Auch im juristischen Bereich wird abgestuft zwischen leiblichen und angeheirateten Verwandten.
Ruft die Stimme des Blutes?
Aber zwei können „Blutsbrüder“ werden.
Dann schließen sie einen Bund bis ans Ende ihrer Tage.
Du bist mir ein Blutsbräutigam, sagte Zippora, Moses Frau, zu Mose. (Ex 4,25)
Du bist doch mein Fleisch und Blut, sagt die Mutter zu ihrem Kind. Ich habe dich lieb, wie sollte ich Dir Böses antun.
Du bist doch mein Fleisch und Blut, sagt Gott zu uns.
[Musik]
Blut ist heilig – Blut der Frauen, Blut der Geburt
Blut ist mit dem Geheimnis des Lebens verbunden. Deshalb ist es kostbar und heilig.
Wenn ein Tier geschlachtet wurde, musste es ausbluten und floss auf die Erde. Es gehörte Gott.
Der Altar wurde damit besprengt oder das Opfer.
Ein Frevel für Jüdinnen und Juden, es zu essen, eine undenkbare Entweihung, daraus Wurst herzustellen.
Blut ist etwas Geheimnisvolles, denn unser Leben wird aus Blut geboren. Zwischen Blut und Schleim kommen wir auf die Welt. So war es seit Menschengedenken, so wird es bleiben. Das verbindet uns auch mit der Kreatur.
Unser Leben wird aus Blut geboren. Hier bedeutet Blut nicht Tod, sondern neues Leben, hier steht Blut nicht für Gewalt und Leid, sondern für Schöpfung, für Neubeginn.

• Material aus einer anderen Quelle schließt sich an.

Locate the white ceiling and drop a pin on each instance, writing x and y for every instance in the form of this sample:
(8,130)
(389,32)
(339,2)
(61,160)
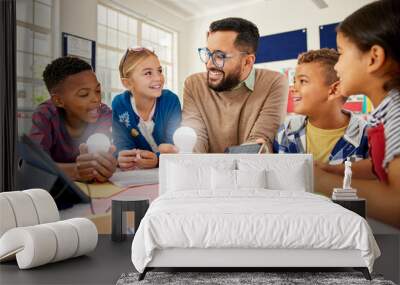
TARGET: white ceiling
(193,9)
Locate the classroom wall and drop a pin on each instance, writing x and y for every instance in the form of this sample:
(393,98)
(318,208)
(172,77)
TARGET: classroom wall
(271,17)
(80,18)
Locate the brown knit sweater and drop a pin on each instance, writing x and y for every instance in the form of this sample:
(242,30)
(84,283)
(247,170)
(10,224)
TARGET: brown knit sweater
(223,119)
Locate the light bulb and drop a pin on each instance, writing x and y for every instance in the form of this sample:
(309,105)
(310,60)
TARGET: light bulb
(185,138)
(98,142)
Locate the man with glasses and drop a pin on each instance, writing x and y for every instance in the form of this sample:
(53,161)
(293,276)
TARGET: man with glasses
(233,103)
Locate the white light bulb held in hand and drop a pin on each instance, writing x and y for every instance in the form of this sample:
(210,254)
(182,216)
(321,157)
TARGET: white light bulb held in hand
(185,138)
(98,142)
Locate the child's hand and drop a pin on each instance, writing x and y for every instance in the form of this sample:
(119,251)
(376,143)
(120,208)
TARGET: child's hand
(127,159)
(105,164)
(167,148)
(146,159)
(85,164)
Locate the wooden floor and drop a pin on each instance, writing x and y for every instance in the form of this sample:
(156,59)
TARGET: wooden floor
(102,266)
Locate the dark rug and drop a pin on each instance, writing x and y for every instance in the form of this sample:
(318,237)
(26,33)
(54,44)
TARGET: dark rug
(228,278)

Es quillt aus den Frauen, wenn sie gebären, und es tropft und rinnt auch jeden Monat neu, wenn der Mond sich rundet.
Es ist etwas Geheimnisvolles. Im alten Israel durfte kein Mann sie in dieser Zeit berühren.
Sie kann den Rhythmus des Lebens tief in sich spüren. Vielleicht atmet sie leise auf, wenn sie merkt, dass ihre Zeit gekommen ist. Die Welt hat so ihre Ordnung, ihre Regel.
Blut: ein Zeichen dafür, dass wir uns wandeln, wieder und wieder.
Ein Zeichen dafür, dass noch immer neues Leben entstehen kann.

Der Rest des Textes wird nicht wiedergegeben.